Something else that needed working out was a control system. Modern GTA is very much a game that requires the opportunities afforded by analogue control, something that has been refined again and again in iterative outings, but in the DS hardware Rockstar faced having to start again from scratch. “We were nervous about it at first,” concedes Houser, “but you’re using a D-pad, and occasionally a stylus, and pretty quickly you forget about the interface being different. You’re not going: ‘Oh god, isn’t there a better way to do this?’ It’s because Leeds did a lot of work making the car handling feel nice and responsive, without being so twitchy that you’re thrown everywhere.”
This work has involved incorporating a driving system that automatically assists the player in staying on the road, helping to avoid collisions at high speed – especially the type that usually follow fierce left-hand turns when you have cops hugging your rear bumper. “There’s a little bit of auto-alignment,” Houser continues, “but it’s subtle and it’s to make the driving a little forgiving, without it feeling like you’re wearing armbands or something. It some ways it’s no different to an auto-aim, really.”
As Rockstar’s first DS game, Chinatown Wars has to make accomplished use of the platform’s technologies, and it’s little surprise to see that Rockstar Leeds has engineered a series of minigames that incorporate its touchscreen interface. Such a consideration didn’t get immediate buy-in from the likes of Houser, however. “For a while we were nervous because I think one of the other things that’s very important to GTA is the seamlessness – it’s a very flowing experience,” he recalls. “A core element of GTA is that there’s no line between shooting and driving, which were traditionally very segmented aspects within games. So we were very nervous about the minigames until we played them, and then we realized that the guys at Leeds had nailed them – they worked really well with what the hardware can do.”
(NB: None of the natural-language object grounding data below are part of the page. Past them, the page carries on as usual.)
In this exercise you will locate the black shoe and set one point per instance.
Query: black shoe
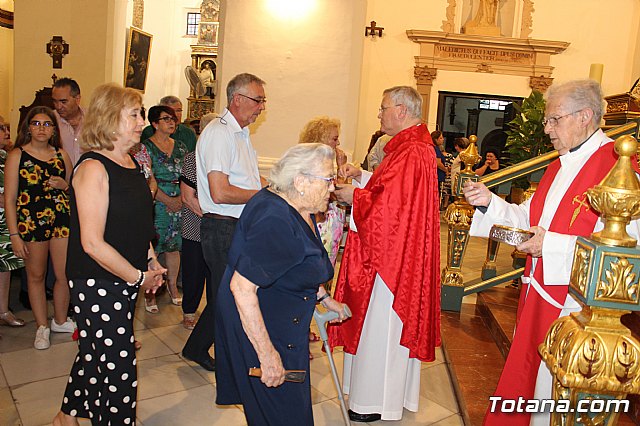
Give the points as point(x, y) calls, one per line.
point(364, 418)
point(208, 363)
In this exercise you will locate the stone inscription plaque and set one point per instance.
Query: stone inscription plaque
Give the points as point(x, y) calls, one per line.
point(484, 54)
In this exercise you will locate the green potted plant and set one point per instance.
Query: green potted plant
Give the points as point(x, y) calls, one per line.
point(526, 138)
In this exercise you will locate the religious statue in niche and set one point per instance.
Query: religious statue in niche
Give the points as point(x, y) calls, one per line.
point(485, 20)
point(208, 77)
point(210, 10)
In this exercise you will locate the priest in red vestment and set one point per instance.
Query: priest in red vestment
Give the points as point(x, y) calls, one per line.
point(558, 213)
point(389, 274)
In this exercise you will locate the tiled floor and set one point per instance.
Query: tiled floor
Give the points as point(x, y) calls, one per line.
point(175, 391)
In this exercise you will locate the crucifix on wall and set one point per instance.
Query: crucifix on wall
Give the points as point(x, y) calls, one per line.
point(57, 48)
point(373, 29)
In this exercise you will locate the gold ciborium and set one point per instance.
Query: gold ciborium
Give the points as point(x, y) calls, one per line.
point(617, 197)
point(470, 156)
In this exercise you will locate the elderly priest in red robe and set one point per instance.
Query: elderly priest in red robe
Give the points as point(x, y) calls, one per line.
point(389, 275)
point(557, 213)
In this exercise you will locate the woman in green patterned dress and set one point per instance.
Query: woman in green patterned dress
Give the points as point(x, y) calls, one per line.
point(167, 156)
point(8, 260)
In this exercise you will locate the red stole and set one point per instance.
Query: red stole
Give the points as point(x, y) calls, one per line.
point(574, 216)
point(398, 238)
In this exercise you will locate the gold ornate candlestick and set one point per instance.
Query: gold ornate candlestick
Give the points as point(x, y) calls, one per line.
point(591, 354)
point(458, 216)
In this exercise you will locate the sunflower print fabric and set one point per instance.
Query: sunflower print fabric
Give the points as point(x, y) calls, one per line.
point(8, 260)
point(43, 211)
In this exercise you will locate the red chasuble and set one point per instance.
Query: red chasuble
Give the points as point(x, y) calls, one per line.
point(574, 216)
point(398, 237)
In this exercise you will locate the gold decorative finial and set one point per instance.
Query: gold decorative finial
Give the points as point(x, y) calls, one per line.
point(617, 197)
point(470, 156)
How about pulling up at a filling station and using the stylus to carefully aim a petrol-pump nozzle so that it dispenses fuel into bottles which, once they’ve had rags stuffed down their necks, are turned into Molotov cocktails? Or fiddling with a car’s ignition system in order to hotwire it? Punching out the rear window of a car that is rapidly sinking in a harbour having been launched from a jetty by the bad guys? All of these things feed in to the minigame experiences and, importantly, they seem to stack up logically rather than being divorced from what the core of GTA is supposed to be all about.